What are the major features of Resin Transfer Moulding?

Answer 51

• Dry reinforcement is clamped into a fixed mould cavity.

- Resin is then introduced under pressure to wet out the reinforcement.

Question 52

When would brittle failure be preferred to ductile failure?

Answer 52

• When failure must best localised

- When distortion would be more damaging than separation (some mould applications)

Question 53

What is the equation for the stress intensity factor for a small crack in an infinite body?

Answer 53

K = 2Sigma(a/pi)^(0.5)

Question 54

What does the term ‘quasi-isotropy’ mean wrt composite materials?

Answer 54

Elastic properties are the same in all directions.

Question 55

What is meant by the term ‘balanced’ wrt composite materials?

Answer 55

A laminate with ply +(theta) must also have a -(theta) ply with such that the number of pluses and minuses are equal (assumes equal thickness of ply).

Question 56

Which fibre angles contribute most to shear stiffness, 0, 45 or 90 deg?

Answer 56

45 deg

Question 57

What is the equation for the R-ratio in fatigue?

Answer 57

R = Sigma(min) / Sigma(max)

Remember, alternating stress is the +/- from the mean, not the difference between the max and min.

Question 58

List 3 design guidelines for the manufacture/assembly of metal aircraft structures.

Answer 58

• Minimise/avoid fretting
• Shot peen for compressive residual stresses
• Ensure proper shimming for fit-up

Question 59

List 3 design guidelines for stress levels.

Answer 59

• Allow for detail stresses
• Limit maximum design guidelines for stress levels
• Limit fuselage hoop tensile stress

Question 60

Describe the mechanism of creep in plastics.

Answer 60

Polymer chain sliding/alignment.

Question 61

Describe the mechanisms of the secondary stage of creep in metals.

Answer 61

Balanced work hardening and thermal softening.

Question 62

List 3 effective failures due to creep.

Answer 62

• Excessive deformation exceeding allowable value
• Excessive deformation leading to instability
• Creep rupture/fracture

Question 63

Describe a spring and dash-pot model for a standard linear solid model.

Answer 63

Spring connected to a spring and dash-pot that are parallel.

Question 64

What is the engineers beam-bending relationship equation?

Answer 64

-Sigma/y = M/I = E/R

Question 65

What are the 3 compressive failure modes?

Answer 65

• Transverse tensile
• Microbuckling / Extensional/Shear
• Shear

Question 66

Explain the term ‘Crack Tip Singularity’.

Answer 66

• Comes from the fact that continuum mechanics predicts infinite stresses at a perfectly sharp crack, i.e. the stress field is singular in the presence of a sharp crack.
• Inglis’ theory states that for an elliptical crack in an infinite solid the peak stress is… where sigma is the far-field stress and a is the crack half length.
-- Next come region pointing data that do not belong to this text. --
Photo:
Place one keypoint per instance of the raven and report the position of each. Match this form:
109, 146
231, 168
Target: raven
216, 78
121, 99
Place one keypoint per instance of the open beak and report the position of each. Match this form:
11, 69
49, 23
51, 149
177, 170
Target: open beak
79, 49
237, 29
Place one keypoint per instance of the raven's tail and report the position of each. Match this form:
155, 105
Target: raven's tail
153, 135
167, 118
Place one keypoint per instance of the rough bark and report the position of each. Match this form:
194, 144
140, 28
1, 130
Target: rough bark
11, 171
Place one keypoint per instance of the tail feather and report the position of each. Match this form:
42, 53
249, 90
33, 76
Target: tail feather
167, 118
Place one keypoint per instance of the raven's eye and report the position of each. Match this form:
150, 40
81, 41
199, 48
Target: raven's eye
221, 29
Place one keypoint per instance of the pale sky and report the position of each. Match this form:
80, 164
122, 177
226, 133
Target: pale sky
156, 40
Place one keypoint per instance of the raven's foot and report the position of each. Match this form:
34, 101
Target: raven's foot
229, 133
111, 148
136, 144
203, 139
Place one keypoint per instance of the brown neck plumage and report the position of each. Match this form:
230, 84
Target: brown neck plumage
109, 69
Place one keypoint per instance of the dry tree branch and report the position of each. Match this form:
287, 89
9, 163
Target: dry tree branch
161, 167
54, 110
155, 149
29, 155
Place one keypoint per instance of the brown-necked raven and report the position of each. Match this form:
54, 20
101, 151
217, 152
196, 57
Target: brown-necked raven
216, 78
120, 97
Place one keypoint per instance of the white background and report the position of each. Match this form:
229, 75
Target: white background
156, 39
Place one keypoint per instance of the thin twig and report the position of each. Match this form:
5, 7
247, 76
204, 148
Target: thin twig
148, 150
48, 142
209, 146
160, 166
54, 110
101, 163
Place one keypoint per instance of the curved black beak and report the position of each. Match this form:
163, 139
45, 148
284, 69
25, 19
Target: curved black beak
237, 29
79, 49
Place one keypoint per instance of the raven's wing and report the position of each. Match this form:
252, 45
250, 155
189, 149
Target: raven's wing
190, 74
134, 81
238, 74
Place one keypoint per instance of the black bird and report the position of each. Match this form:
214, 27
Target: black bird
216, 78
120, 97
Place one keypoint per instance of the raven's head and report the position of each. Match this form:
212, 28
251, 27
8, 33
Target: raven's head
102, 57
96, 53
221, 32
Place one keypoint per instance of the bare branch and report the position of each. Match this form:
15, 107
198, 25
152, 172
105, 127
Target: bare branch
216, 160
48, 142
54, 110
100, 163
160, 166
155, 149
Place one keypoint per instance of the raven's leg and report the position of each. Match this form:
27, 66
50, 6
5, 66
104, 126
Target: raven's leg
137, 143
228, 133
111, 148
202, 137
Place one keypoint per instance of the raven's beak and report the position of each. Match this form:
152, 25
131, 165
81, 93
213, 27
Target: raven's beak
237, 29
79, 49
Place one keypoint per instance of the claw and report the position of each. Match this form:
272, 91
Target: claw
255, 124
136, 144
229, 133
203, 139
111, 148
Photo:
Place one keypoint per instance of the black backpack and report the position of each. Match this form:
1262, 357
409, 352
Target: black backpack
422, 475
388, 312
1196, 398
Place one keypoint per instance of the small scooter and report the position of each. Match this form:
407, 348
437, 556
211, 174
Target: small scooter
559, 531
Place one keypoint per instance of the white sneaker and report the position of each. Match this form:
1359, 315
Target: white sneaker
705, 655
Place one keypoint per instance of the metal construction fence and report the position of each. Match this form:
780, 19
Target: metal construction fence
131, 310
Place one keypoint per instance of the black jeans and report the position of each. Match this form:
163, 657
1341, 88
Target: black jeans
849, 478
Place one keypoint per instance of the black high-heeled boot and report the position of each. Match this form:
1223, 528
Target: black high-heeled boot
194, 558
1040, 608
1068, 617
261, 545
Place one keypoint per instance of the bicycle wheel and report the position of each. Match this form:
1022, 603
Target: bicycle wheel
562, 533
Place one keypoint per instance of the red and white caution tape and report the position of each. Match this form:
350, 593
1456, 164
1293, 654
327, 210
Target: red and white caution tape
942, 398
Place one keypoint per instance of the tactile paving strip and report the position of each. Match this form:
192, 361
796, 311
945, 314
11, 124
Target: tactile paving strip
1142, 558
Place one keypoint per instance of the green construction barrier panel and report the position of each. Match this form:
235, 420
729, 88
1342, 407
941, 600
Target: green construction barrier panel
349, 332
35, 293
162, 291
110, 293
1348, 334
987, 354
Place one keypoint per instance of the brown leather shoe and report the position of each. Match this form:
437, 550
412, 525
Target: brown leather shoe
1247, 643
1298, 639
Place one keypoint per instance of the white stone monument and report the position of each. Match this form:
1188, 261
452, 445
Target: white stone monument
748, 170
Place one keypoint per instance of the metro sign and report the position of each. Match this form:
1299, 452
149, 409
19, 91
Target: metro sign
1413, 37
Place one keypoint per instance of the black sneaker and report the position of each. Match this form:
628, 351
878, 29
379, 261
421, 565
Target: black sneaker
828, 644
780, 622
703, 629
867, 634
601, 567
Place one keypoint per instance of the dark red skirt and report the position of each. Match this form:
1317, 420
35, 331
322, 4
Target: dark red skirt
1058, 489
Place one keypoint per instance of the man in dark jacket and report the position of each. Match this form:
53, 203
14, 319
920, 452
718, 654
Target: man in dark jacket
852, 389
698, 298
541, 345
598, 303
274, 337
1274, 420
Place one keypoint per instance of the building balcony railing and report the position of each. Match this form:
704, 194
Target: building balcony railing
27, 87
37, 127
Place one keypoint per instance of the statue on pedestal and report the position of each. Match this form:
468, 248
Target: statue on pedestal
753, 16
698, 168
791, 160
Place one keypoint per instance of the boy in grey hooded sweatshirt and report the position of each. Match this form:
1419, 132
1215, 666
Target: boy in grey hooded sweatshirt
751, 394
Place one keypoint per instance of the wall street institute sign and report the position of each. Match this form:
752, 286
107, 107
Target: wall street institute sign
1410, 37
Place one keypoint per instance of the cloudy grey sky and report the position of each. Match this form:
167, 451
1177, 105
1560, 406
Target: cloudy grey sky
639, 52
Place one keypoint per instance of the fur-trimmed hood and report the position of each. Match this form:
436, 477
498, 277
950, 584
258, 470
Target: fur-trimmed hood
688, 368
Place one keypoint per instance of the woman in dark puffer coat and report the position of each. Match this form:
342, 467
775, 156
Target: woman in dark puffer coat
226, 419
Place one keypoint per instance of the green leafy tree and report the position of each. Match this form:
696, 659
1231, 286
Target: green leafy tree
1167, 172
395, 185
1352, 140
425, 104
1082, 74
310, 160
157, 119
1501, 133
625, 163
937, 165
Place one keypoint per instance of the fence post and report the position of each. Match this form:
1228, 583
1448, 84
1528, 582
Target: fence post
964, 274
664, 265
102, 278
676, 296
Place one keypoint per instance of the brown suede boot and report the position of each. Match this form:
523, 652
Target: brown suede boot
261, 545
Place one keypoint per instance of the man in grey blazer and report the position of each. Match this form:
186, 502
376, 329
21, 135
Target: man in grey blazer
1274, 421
A perfectly sharp crack will have a zero radius of curvature at the tip so as Pc tends to 0, Sigma max tends to infinity.
• Crack tip singularities dont happen in nature as no material can withstand infinite stress. In reality, either local plastic deformation ahead of the crack or other damage mechanisms (void nucleation, microcracking) will relieve stresses. Stresses will therefore be high but not infinite at the crack tip.